The memorial to The Wall’s former path. Today, cars casually straddle both sides.
So inside this striking building…
…is this alone.
Worth a zoom-in…
Worth a read.
The Holocaust Memorial. This is in central Berlin. Around the corner from the Fuhrerbunker.
Across the street from the US embassy. A street away from the Brandenburg Gate.
Each is a different size, a different height.
It’s stark and striking and haunting and appropriate.
At the same time, kids cannot stop from playing chase and hide-and-seek with their siblings.
At first I was taken aback, and then thought, maybe that’s the lifeblood of human perseverance.
Behind me is the site of what was the entrance to The Fuhrerbunker, where Adolf Hitler and Eva Braun took their lives.

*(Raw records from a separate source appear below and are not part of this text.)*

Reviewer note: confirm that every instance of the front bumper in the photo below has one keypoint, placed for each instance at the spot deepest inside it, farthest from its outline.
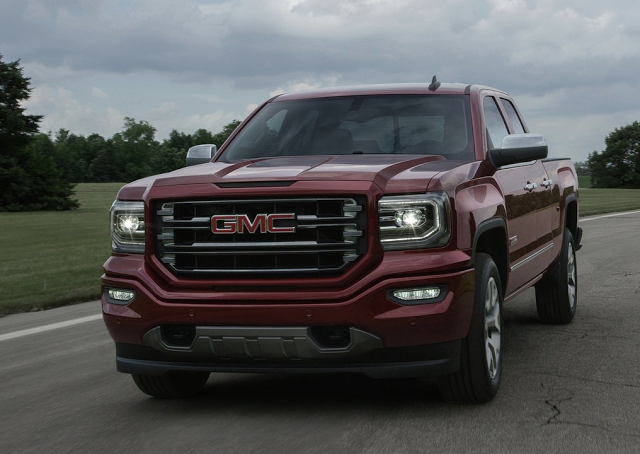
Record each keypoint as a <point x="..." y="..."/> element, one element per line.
<point x="276" y="330"/>
<point x="426" y="361"/>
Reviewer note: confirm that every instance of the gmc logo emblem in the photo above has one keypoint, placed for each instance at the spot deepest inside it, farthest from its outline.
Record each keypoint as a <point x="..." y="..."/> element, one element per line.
<point x="228" y="224"/>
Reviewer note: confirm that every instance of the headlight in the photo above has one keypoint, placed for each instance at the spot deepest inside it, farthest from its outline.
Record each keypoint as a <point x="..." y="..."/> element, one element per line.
<point x="414" y="221"/>
<point x="127" y="227"/>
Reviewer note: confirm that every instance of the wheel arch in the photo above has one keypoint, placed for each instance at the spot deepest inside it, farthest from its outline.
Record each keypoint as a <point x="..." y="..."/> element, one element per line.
<point x="491" y="238"/>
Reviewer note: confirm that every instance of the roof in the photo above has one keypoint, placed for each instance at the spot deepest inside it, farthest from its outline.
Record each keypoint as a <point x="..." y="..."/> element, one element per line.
<point x="382" y="89"/>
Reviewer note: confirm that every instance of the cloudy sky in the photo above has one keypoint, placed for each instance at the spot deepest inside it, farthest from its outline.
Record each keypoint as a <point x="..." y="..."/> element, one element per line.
<point x="572" y="66"/>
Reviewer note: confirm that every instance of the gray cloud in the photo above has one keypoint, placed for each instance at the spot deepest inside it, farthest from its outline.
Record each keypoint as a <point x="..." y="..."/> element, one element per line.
<point x="577" y="59"/>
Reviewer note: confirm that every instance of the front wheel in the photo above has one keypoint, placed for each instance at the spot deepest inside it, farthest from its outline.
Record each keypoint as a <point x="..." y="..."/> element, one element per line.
<point x="557" y="291"/>
<point x="480" y="372"/>
<point x="171" y="385"/>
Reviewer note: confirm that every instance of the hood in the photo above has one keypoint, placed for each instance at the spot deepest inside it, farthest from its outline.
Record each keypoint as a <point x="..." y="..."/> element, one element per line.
<point x="392" y="173"/>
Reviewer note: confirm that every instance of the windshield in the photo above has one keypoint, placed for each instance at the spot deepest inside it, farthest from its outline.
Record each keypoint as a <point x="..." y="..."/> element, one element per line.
<point x="403" y="124"/>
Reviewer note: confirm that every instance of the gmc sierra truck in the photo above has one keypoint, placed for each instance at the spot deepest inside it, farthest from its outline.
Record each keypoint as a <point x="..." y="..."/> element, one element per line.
<point x="370" y="229"/>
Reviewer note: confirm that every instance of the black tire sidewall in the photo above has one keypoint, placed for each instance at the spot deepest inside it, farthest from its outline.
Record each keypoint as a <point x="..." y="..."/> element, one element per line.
<point x="485" y="387"/>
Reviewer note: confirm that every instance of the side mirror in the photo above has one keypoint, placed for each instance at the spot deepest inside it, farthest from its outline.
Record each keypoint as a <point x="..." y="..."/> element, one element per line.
<point x="200" y="154"/>
<point x="518" y="148"/>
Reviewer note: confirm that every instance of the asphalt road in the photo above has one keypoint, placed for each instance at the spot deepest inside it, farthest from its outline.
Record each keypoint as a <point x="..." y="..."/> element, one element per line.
<point x="573" y="388"/>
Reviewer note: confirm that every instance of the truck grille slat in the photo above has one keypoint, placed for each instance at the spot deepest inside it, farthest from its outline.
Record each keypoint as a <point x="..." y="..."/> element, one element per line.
<point x="210" y="238"/>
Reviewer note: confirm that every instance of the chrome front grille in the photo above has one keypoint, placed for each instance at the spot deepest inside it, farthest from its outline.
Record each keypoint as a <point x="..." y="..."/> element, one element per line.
<point x="297" y="237"/>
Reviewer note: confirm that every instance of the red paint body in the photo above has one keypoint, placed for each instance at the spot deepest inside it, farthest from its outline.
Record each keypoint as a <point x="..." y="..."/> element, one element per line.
<point x="482" y="200"/>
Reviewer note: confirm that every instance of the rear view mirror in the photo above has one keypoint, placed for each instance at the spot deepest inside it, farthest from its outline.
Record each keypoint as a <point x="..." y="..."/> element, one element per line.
<point x="200" y="154"/>
<point x="518" y="148"/>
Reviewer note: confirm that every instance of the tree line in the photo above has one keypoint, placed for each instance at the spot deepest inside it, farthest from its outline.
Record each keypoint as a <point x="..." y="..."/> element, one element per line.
<point x="38" y="171"/>
<point x="129" y="155"/>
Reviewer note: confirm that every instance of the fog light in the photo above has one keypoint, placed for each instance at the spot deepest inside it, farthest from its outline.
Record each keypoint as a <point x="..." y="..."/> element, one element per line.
<point x="423" y="295"/>
<point x="120" y="296"/>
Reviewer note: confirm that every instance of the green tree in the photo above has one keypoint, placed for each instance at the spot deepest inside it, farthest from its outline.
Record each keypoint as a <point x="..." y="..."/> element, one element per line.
<point x="133" y="149"/>
<point x="618" y="166"/>
<point x="29" y="177"/>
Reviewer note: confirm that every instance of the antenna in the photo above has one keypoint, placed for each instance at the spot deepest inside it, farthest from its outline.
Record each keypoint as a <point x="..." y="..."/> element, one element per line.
<point x="435" y="83"/>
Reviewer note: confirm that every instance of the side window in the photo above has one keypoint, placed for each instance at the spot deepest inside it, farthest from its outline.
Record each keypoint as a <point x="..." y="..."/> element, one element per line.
<point x="496" y="127"/>
<point x="513" y="116"/>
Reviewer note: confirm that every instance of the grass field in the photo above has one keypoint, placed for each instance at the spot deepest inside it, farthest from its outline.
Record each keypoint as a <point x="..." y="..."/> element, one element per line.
<point x="55" y="258"/>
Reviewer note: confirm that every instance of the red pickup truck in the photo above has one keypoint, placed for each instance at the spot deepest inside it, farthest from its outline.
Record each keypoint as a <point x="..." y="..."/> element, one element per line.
<point x="371" y="229"/>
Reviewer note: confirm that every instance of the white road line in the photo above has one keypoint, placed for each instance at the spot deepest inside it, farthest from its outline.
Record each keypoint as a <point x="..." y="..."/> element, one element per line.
<point x="51" y="327"/>
<point x="609" y="216"/>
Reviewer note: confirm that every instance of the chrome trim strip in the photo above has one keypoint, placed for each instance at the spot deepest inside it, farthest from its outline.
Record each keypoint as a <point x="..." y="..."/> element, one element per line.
<point x="531" y="257"/>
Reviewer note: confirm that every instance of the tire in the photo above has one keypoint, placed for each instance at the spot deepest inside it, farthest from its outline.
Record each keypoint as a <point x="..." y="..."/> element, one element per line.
<point x="478" y="379"/>
<point x="171" y="385"/>
<point x="557" y="291"/>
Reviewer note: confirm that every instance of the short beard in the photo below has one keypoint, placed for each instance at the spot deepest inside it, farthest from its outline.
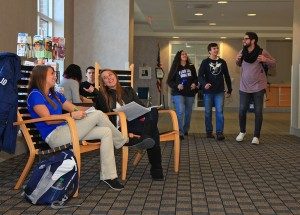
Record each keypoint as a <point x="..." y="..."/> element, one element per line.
<point x="246" y="45"/>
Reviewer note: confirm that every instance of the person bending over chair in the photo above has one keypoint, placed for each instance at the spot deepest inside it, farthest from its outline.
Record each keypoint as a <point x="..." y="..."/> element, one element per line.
<point x="113" y="95"/>
<point x="43" y="101"/>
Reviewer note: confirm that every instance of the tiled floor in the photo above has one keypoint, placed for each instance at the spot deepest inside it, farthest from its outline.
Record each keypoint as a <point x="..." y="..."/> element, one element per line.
<point x="214" y="178"/>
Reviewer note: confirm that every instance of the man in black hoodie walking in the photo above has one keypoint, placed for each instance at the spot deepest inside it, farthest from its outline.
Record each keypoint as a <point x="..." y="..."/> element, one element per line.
<point x="211" y="76"/>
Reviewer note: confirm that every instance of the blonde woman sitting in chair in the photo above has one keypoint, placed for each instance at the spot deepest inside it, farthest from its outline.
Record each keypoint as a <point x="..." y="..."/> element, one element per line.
<point x="112" y="95"/>
<point x="43" y="101"/>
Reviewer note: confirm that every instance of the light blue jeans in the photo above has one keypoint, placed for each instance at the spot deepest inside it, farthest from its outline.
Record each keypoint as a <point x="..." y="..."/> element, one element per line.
<point x="184" y="107"/>
<point x="216" y="100"/>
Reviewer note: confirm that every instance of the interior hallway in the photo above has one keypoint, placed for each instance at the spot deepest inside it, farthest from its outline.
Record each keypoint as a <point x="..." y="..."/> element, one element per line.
<point x="215" y="177"/>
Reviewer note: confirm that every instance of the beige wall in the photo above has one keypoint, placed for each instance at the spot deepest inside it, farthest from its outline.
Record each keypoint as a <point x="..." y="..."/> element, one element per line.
<point x="295" y="111"/>
<point x="282" y="52"/>
<point x="145" y="52"/>
<point x="16" y="16"/>
<point x="102" y="33"/>
<point x="69" y="31"/>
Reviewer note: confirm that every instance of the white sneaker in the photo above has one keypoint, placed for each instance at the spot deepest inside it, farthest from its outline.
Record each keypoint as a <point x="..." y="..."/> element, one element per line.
<point x="240" y="137"/>
<point x="255" y="141"/>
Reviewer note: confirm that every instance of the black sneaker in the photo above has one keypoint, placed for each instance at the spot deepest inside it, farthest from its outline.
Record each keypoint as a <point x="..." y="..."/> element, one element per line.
<point x="114" y="184"/>
<point x="209" y="135"/>
<point x="157" y="175"/>
<point x="140" y="143"/>
<point x="220" y="136"/>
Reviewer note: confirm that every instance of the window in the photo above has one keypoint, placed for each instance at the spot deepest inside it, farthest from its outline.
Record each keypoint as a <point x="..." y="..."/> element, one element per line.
<point x="45" y="17"/>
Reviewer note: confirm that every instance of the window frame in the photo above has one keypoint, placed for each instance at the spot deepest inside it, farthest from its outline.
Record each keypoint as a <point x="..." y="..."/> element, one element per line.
<point x="49" y="19"/>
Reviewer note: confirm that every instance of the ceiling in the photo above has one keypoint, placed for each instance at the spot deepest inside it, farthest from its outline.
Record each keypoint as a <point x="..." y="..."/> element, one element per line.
<point x="168" y="18"/>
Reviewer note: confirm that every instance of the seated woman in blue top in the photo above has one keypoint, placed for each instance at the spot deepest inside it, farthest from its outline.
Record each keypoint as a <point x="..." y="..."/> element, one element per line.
<point x="113" y="95"/>
<point x="43" y="101"/>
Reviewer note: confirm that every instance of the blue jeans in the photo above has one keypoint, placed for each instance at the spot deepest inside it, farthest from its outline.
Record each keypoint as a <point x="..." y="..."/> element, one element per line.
<point x="258" y="98"/>
<point x="184" y="107"/>
<point x="217" y="100"/>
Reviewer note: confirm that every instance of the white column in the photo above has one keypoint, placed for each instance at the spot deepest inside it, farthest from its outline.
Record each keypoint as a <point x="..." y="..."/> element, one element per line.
<point x="295" y="82"/>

The bunker was a massive complex, encompassing several blocks.
It is said his body was burned outside the entrance. I gave the site the respect it deserved.

As unfair as some might say my critique of Munich and Dachau were in my very short period of time spent there, I might caution the same about my accolades for Berlin. I’ve noted before that these views are through my own narrow, high-aperture lens, which can be fine and funny and harmless when talking of fashion and food and French connards, but I do feel the need to mention it again here, in deference to the heavier subject matter.

If my friend Sprout were reading this – but since her last words to me before leaving were “In the interest of full disclosure, I want you to know I’m not going to be reading your fucking blog” – she probably isn’t, she would tell me and you and everyone else to lighten the fuck up, and, well, she’d probably be right. But, still.

Despite the reviews of Munich and Dachau, I would still urge you to visit the Concentration Camp should you ever find yourself in the region. It’s difficult and heavy, as I’d mentioned, but I think each and every one of us needs to remember what took place there, and to whom, and to put into perspective just how lucky each and every one of us is today. And then I would urge you to continue on to Berlin, and spend a handful of days at least. Its architecture and history, its museums, restaurants, nightlife, and lively vibe are refreshing and exciting, and a reminder of how a city and its people can accept and own an unseemly past, properly honor its victims and heroes, and rise above to start anew. It’s a place I look forward to visiting again some day, and when I do, I’ll be sure to try the oysters.